Understanding Oil Prices A Guide to What Drives the Price of Oil in Today's Markets
Salvatore Carollo Wiley
Why do oil prices rise? Every time there is a hike we curse the government for the high taxes it levies on petroleum products. A handful of us blame that greedy cartel - the Organization of the Petroleum Exporting Countries (OPEC). Some crackpots even go to the extent of giving it a 'clash of civilisations' spin. A few Americans blame it on Indians and Chinese whose newfound appetite for oil is burning a hole in their pockets. Analysts typically offer reasons such as the tensions in West Asia or the reduction in spare crude production capacity. But what if all these reasons are wrong and the rise or fall of crude prices has little to do with the established economic model of demand and supply?

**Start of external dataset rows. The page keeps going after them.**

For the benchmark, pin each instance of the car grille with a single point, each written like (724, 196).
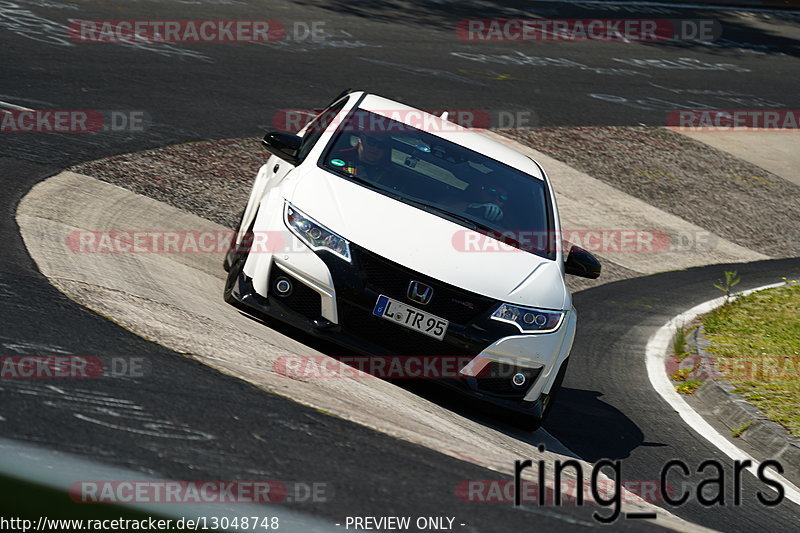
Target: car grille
(449, 302)
(303, 299)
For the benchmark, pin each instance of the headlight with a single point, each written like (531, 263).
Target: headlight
(529, 320)
(315, 235)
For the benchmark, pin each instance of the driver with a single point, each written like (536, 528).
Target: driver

In Understanding Oil Prices, author Salvatore Carollo tries to build a strong case for precisely that. Drawing on his experience of working in downstream petroleum units, in refining, market research and supply and trading of crude oil, Carollo explains the complex oil market. An easier narrative, though, would have made the book more readable.

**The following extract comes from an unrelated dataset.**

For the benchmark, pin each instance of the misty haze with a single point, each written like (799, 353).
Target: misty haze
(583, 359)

The book traces the oil market's development, the impact of environmental laws, how pricing power changed hands from the oil companies to OPEC over the years and the speculators' role.
First, he demolishes the demand/supply theory by pointing to the spectacular rise in crude prices to $147 a barrel in 2008, followed by their crash to below $40 levels during the financial crisis, and the subsequent recovery to $120 levels in 2009. He argues that during that period there was no change in the physical demand and supply position. He maps demand/supply and prices over 32 quarters between 2003 and 2010 to show that the traditional economic model fails in 19 quarters.
Instead, Carollo attributes high crude prices to structural problems in the industry, especially the lack of refining capacity to produce highquality gasoline that the US and Europe now requires, as well as low spare capacity to produce the light quality crude needed for the highquality gasoline. Thus crude price is determined by the demand for highend gasoline - a finished product - and by financial speculation.
Carollo compares the advent of financial speculators to the Aesop fable in which a horse, accustomed to drinking at a fountain of fresh crystalline water, one day sees a boar dirtying the spring water. The horse decides to seek the help of a hunter, who, riding the horse, follows and captures the boar. But with the task completed, the man discovers the usefulness of the horse and decides to put a rope around its neck so that it cannot escape. In Carollo's extended metaphor, the horse stands for oil companies, the boar for market turbulence, and the man (hunter) for the futures market.
It gives an accurate snapshot of what happened in the oil sector in the last two decades. The book traces the development of the oil market, the impact of environmental laws, how pricing power shifted from the oil companies to OPEC over the years, and the speculators' role at present. He believes that if structural problems are not corrected and financial speculation reigned in, America will be forced to import petroleum products from China and India in the future. A far-fetched theory for an Indian, music to Chinese ears and a horror scenario for Americans, indeed.